Gestha explica que cada uno de los lotes de producto debe someterse a tres tipos de controles: documental, consistente en la comprobación de los certificados u otros documentos que acompañen a la partida de productos; de identidad, basado en la comprobación, mediante inspección visual de la concordancia de los certificados con el artículo y, finalmente, físico, consistente en el control del propio producto, que puede incluir el control del envase, así como un muestreo y pruebas de laboratorio en un puesto de inspección fronterizo.
Según Gestha, el caso de la juguetera Mattel vuelve a poner en entredicho la eficacia de los controles de seguridad en Aduanas, cuando apenas se cumple un mes del asunto de las pastas de dientes procedentes de terceros países. A principios de julio, el Ministerio de Sanidad y Consumo alertó de la posible presencia de dietilenglicol -un disolvente industrial no apto para consumo humano utilizado como sustituto de la glicerina- en algunos envases de dentífricos de distintas marcas vendidos en tiendas de bajo coste y supermercados pequeños, principalmente de zonas turísticas.
Las Aduanas de Cantabria, Navarra, Murcia y Canarias protagonizan los controles más laxos.
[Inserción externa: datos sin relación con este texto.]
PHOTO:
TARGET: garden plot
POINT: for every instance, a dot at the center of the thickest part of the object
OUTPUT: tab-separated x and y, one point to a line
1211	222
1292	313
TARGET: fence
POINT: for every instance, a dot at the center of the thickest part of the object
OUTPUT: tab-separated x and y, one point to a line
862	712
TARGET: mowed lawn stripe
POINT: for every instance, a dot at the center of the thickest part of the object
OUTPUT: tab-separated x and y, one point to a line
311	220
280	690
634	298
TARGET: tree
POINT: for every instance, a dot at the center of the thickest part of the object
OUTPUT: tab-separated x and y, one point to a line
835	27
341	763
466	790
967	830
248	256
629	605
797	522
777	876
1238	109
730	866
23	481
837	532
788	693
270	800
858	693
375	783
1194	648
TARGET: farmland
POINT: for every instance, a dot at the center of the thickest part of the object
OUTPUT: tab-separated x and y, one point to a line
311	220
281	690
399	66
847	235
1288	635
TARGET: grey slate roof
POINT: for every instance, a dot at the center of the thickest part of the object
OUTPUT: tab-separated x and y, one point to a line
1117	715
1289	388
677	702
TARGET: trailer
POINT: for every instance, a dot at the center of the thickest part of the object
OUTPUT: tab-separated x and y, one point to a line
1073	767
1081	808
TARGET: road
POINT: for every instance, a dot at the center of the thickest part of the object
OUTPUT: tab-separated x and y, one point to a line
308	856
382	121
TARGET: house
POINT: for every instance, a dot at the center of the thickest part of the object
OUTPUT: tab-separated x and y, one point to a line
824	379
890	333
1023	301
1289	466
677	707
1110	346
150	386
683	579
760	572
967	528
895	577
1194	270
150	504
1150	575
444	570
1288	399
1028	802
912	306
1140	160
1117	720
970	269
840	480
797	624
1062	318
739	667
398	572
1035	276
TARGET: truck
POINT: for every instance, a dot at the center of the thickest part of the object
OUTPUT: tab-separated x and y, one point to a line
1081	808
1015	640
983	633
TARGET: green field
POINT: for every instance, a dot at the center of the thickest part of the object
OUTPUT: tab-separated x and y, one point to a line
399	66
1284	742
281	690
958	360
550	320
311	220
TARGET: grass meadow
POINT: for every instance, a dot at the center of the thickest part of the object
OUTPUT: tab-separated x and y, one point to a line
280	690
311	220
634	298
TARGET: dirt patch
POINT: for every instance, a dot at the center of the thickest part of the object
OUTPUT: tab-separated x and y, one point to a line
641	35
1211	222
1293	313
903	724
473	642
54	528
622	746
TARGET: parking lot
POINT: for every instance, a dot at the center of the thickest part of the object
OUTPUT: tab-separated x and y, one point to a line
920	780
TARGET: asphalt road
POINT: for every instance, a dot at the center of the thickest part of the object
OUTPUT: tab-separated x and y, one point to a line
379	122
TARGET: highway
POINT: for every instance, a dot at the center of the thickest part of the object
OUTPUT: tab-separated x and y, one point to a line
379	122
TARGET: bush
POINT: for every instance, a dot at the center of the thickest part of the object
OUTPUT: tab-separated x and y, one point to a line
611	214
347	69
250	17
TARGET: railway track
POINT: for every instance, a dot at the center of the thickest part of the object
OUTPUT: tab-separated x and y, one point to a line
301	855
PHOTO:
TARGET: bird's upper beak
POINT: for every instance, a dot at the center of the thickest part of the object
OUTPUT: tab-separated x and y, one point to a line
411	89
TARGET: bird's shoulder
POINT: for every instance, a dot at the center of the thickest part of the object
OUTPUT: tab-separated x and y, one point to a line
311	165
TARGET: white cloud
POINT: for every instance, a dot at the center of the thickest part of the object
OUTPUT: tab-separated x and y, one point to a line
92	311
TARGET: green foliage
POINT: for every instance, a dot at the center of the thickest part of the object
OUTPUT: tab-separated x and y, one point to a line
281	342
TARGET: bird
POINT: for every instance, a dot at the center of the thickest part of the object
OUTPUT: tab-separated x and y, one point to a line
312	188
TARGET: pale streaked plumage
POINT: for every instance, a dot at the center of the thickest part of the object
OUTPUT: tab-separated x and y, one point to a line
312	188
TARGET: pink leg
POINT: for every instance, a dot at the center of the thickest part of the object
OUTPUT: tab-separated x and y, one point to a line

Por comunidades autónomas, Gestha apunta que las Aduanas que realizaron menor número de controles físicos con respecto al total de partidas de juguetes importadas hasta julio fueron, por este orden, las ubicadas en Cantabria y Navarra (0%); Murcia (0,13%); Canarias (0,4%); País Vasco (2,12%); Madrid (2,12%); Cataluña (3,05%) y Aragón (3,86%). Las aduanas donde más se agudizaron los denominados circuitos rojos fueron, por este orden, Baleares (44,29%); Castilla y León (30%) Castilla-La Mancha (25,65%) y Asturias (15%).